# Data Description

## Understanding the variables

The data can be decomposed into two parts: the income measure and the summary statistic. All variables have the following naming convention:

`INCOME MEASURE _ SUMMARY STATISTIC`

For example, `inc1_gini`

is the gini coeffcient of primary income (`inc1`

).

We also add the prefix `hhaa`

if the summary statistic is restricted to working age households.

### Summary statistics

Variable name | Concept | Stata code |
---|---|---|

mean | Mean | `sum VARIABLE [w=hwgt*nhhmem]` |

gini | Gini coefficient | `sgini VARIABLE [aw=hwgt*nhhmem]` |

conc | Concentration index | `sgini VARIABLE [aw=hwgt*nhhmem], sortvar(SORTVARIABLE)` |

kakwani | Kakwani index | `VARIABLE_conc_SORTVARIABLE - SORTVARIABLE_gini` |

All statistics are calculated at the individual level. We first calculate the measures at the household level (using the square root equivalence scale) but then we weight the summary statistics by the number of household members to provide an individual level summary statistic. This approach assumes the household resources are shared equally among the household members.

### Income measures

Variable name | Concept | Definition |
---|---|---|

inc1 | Primary income | Income from labor and capital |

inc2 | Market income | Primary income + pensions |

inc3 | Gross income | Market income + cash social transfers (other than pensions) |

inc4 | Disposable income | Gross income - income taxation and social security contribution (employer and employee) |

dhi | Disposable income | The survey measure available in the LIS database. |

### Tax, transfer and pension measures

In addition to income, we also calculate summary statistics of the following concepts:

Variable name | Concept | LIS variables |
---|---|---|

tax | Income tax, employee and employer social security contributions | `hxit + hsscer` |

transfer | All monetary social transfers from government but excluding pensions | `hits - pubpension` |

allpension | Pensions | `pension - hitsap` |

pubpension | Public pensions | `hitsil + hitsup` |

pripension | Private pensions | `hicvip` |

hxits | Employee social security contributions (LIS and imputed) | `hxits=hsscee if hxits==.` |

hsscee | Employee social security contributions (imputed) | |

hsscer | Employer social security contributions (imputed) | |

hssc | Social security contributions (imputed) |

## Working-age subsample

We calculate our summary statistics on the full sample of respondents for each national survey and we categorize pensions as part of income. Researchers may prefer to exclude pensioners and focus only on working-age households. We have also calculated our summary statistics for the subsample of working-age households.
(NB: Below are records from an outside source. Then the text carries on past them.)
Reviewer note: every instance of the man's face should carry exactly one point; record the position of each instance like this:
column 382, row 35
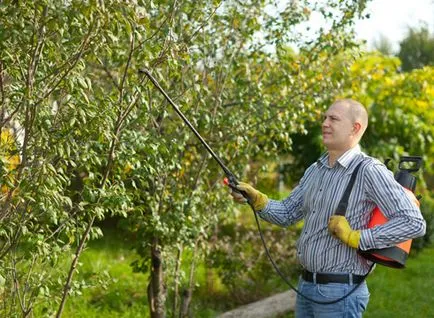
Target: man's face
column 337, row 128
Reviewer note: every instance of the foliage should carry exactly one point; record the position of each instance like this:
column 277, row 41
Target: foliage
column 98, row 141
column 417, row 49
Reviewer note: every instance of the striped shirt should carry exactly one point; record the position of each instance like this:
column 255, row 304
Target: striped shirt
column 316, row 197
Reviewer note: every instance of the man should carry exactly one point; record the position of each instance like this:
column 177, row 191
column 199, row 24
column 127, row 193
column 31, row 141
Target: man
column 327, row 247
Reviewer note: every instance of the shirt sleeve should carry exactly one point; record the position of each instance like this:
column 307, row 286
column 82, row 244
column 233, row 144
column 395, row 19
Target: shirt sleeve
column 289, row 210
column 405, row 220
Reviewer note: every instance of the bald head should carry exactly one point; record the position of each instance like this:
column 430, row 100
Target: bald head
column 356, row 113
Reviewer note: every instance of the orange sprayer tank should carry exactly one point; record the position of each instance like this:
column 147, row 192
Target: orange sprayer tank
column 395, row 256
We define working-age households as those whose household head is between 25 and 60 years of age at the survey date

## Details on the summary statistics

### Weighted mean

We estimate the population mean of a variable by weighting the sample mean with weights provided in each household survey. The weights are calculated to match the sample with the population.

### Gini coefficient

The Gini coefficient is a standardized measure of inequality which ranges from 0 to 1. Perfect equality has Gini coefficient of 0 and the most extreme level of inequality (where one person has everything and everyone else has nothing) has a Gini coefficient of 1. You can read more details on the Gini coefficient here.

### Concentration index

The concentration index summarizes the distribution of a variable over households, ranked by household income. The index ranges from -1 to 1. For example, if were studying the distribution of taxes, the concentration index is equal to one if the household with the largest income paid all the taxes. The concentration index is -1 if the household with the smallest income paid all the taxes.

### Kakwani index

The Kakwani index is the difference between the concentration index and the Gini index. The Kakwani index corrects the concentration index for the initial level of inequality. Intuitively, the Kakwani index measures the distance from proportionality. If the Kakwani index is equal to zero then the variable is distributed proportionally to income.

The index ranges from −1−Gini to 1−Gini. For transfers, the lower the Kakwani index, the higher is the rate at which transfers fall as income rises. The transfer system redistributes from rich to poor when the index is negative. For taxes, the higher the Kakwani index, the higher is the rate at which tax rises as income rises. The tax system redistributes from rich to poor when this index is positive.